Isoliertes Polypeptid, ausgewählt aus der Gruppe bestehend aus (a) Polypeptiden, die die Aminosäuren 30–117 der SEQ ID NO:2 oder SEQ ID NO:4 umfassen; (b) Polypeptiden, die die Aminosäuren 26–113 der SEQ ID NO:10 umfassen; (c) Polypeptiden, die die Aminosäuren 118–200 der SEQ ID NO:2 oder SEQ ID NO:4 umfassen; (d) Polypeptiden, die die Aminosäuren 114–196 der SEQ ID NO:10 umfassen; (e) Polypeptiden, die die Aminosäuren x–y der SEQ ID NO:2 umfassen, wobei x eine ganze Zahl ausgewählt aus der Gruppe bestehend aus 20 bis 30, einschließlich, ist, und y eine ganze Zahl ausgewählt aus der Gruppe bestehend aus 200 bis 227, einschließlich, ist; (f) Polypeptiden, die die Aminosäuren x'–y' der SEQ ID NO:4 umfassen, wobei x' eine ganze Zahl ausgewählt aus der Gruppe bestehend aus 20 bis 30, einschließlich, ist, und y' eine ganze Zahl ausgewählt aus der Gruppe bestehend aus 200 bis 227, einschließlich, ist; (g) Polypeptiden, die die Aminosäuren x''–y'' der SEQ ID NO:10 umfassen, wobei x'' eine ganze Zahl ausgewählt aus der Gruppe bestehend aus 16 bis 26, einschließlich, ist, und y'' eine ganze Zahl ausgewählt aus der Gruppe bestehend aus 196 bis 223, einschließlich, ist; und (h) einem Polypeptid, umfassend eine Aminosäuresequenz, die wenigstens 90 identisch mit den Aminosäuren von wenigstens einem der Polypeptide gemäß (a)–(g) ist, wobei die genannten Polypeptide gemäß (a)–(h) jeweils die zytotoxische T-Lymphozytenaktivität verstärken können.
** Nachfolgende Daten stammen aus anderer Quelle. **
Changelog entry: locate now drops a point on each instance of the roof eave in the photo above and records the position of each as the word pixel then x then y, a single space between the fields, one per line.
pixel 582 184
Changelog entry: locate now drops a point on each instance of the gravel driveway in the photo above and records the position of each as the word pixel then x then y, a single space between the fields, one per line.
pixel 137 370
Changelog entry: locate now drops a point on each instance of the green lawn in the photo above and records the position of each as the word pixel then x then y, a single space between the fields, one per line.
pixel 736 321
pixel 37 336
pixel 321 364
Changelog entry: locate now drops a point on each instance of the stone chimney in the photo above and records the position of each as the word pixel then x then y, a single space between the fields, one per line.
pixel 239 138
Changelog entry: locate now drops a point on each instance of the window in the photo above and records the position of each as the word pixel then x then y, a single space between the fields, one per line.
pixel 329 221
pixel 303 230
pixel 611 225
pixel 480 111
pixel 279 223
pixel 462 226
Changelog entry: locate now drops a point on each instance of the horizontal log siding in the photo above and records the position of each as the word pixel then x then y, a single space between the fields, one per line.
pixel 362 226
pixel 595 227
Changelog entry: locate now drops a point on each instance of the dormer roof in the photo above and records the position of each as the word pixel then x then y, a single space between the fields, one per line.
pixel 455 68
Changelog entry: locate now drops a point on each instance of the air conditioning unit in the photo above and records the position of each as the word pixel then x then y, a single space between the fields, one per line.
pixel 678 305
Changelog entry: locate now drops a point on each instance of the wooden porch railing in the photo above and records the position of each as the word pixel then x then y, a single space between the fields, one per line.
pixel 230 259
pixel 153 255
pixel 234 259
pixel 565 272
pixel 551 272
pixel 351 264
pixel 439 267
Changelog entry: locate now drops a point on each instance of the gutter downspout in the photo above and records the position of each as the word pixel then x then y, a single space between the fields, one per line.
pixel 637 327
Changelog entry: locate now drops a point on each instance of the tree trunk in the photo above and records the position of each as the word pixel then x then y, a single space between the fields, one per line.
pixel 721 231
Verfahren zum Nachweis von Lymphomzellen, das die Inkubation einer biologischen Probe mit Antikörpern, die spezifisch an UBLP-1 (SEQ ID NO:2), ULBP-2 (SEQ ID NO:4) oder ULBP-3 (SEQ ID NO:10) binden sowie die Detektion der gebildeten Komplexe umfasst.
Verwendung der Antikörper gemäß Anspruch 11 zur Herstellung eines Medikaments zur Inhibierung einer ULBP-Gegenstrukturmolekül-vermittelten biologischen Aktivität.
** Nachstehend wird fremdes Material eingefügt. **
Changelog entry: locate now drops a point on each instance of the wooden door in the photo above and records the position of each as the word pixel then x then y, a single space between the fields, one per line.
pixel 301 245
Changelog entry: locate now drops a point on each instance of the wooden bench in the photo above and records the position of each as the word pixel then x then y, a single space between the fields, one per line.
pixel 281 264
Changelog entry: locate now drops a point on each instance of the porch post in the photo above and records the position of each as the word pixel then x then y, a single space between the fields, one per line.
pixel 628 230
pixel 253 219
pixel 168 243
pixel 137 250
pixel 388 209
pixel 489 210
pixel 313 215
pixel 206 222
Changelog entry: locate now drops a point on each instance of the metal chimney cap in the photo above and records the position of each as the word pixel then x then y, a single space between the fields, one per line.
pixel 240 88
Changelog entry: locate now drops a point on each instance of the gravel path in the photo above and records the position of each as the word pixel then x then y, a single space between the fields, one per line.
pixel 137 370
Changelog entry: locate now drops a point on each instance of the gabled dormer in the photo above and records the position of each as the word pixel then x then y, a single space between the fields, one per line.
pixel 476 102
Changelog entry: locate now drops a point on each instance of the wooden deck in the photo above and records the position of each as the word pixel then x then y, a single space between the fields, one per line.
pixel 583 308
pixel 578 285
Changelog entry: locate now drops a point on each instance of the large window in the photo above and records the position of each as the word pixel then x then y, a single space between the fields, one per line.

In-vitro-Verfahren zur Reinigung eines ULBP-Gegenstrukturmoleküls oder einer Zelle, die ein ULBP-Gegenstrukturmolekül exprimiert, umfassend das in Kontaktbringen des ULBP-Polypeptids gemäß Anspruch 7 mit einer Mischung von Zellen oder Proteinen sowie das Isolieren von Zellen oder Proteinen, die an das ULBP-Protein binden, aus der Mischung.
Verwendung des ULBP-Polypeptids gemäß Anspruch 7 zur Herstellung eines Medikaments zur Erhöhung der IFN-γ Produktion in vivo, zur Erhöhung der Proliferation von natürlichen Killerzellen in vivo oder zur Erhöhung der zytotoxischen T-Lymphozytenaktivität in vivo.